Le marché de Mopti. Vue générale de la darse. Au fond les magasins à poisson.
Source : Jean GALLAIS (1967), Le delta intérieur du Niger, étude de géographie régionale, IFAN-Dakar, 2 tomes, 621 pages, annexe photographique, photographie 34.
« Pour comprendre l’étonnante bigarrure des populations du Delta, la diversité de leurs genres de vie et de leur production, bref les traits géographiques essentiels de la région, le marché de Mopti est la plus instructive des démonstrations. (p. 534) ». Par ces quelques mots Jean Gallais pose les conditions d’une recherche sur Mopti hors de toute considération monographique. L’entrée par le temps soutient la démarche. « Chaque semaine pendant 48 heures Mopti est animé par une fièvre mercantile particulière, celle du marché hebdomadaire qui se tient officiellement le jeudi mais qui commence dès le mercredi (p. 528)». Lieu éphémère, inscrit dans un temps cyclique, le marché hebdomadaire pourrait passer pour insaisissable ou hors de portée d’une géographie régionale privilégiant les éléments de durée. Pourtant, tant par l’étude de son contenu sociologique que par celle de ses structures spatiales et économiques, Jean Gallais, qui excelle dans l’art de peindre le théâtre social, parvient à faire du marché hebdomadaire de Mopti un objet géographique essentiel. Il faut dire qu’à lui seul il provoque un des rassemblements d’hommes le plus important du Delta intérieur.

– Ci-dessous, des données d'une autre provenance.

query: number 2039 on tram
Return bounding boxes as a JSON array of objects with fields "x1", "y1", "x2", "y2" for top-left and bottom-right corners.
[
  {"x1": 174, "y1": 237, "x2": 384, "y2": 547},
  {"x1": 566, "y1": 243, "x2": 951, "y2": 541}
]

« Trois forces inséparables ». Le marché hebdomadaire présenté ci-dessus associé au quartier « le Commerce » et au négoce de poisson font de Mopti une des plus importantes métropoles commerciales. Alors qu’une peinture morphologique ou économique voire sociale aurait valorisé les fragmentations internes de la ville, Jean Gallais choisit d’appuyer sur les éléments qui lient les quartiers, les échelles géographiques, seuls capables d’expliquer la pérennité de la ville et qui, au final, assurent un lien d’ordre temporel. Ainsi, Mopti comme d’autres villes d’Afrique de l’Ouest, doit son impulsion commerciale des années 1945 à une situation de rupture de charge fleuve-route, réactivée par l’association pinasse-camion garantissant la cadence des flux commerciaux. Pourtant, ce sont surtout des facteurs régionaux, en particulier le commerce du poisson qui expliquent la pérennité de la ville. « De la trilogie commerciale, celui-ci (le commerce de poisson) est le véritable moteur économique ». Produisant pour moitié la valeur du marché, il induit surtout nombres d’activités qui dynamisent le marché de détail, assurant ainsi les relations spatiales internes à la ville. Le commerce de poisson et le marché de détail qui s’épaulent pour accroître l’attirance de Mopti assurent à leur tour les articulations scalaires. « L’attraction de Mopti dépasse les limites du Delta intérieur et en particulier il exerce à plein sur le pays Dogon et la pays Bwa à l’est et au sud est (p. 534) ». Enfin, le commerce de poisson permet à Mopti de renouer avec des structures spatiales ancestrales d’orientation Nord-Sud, abandonnées par le commerce de traite au profit de liaisons E-W (Bamako-Dakar). Cette réinscription de Mopti dans des raisons africaines sur la base de produits africains semble à Jean Gallais les meilleurs présages au développement.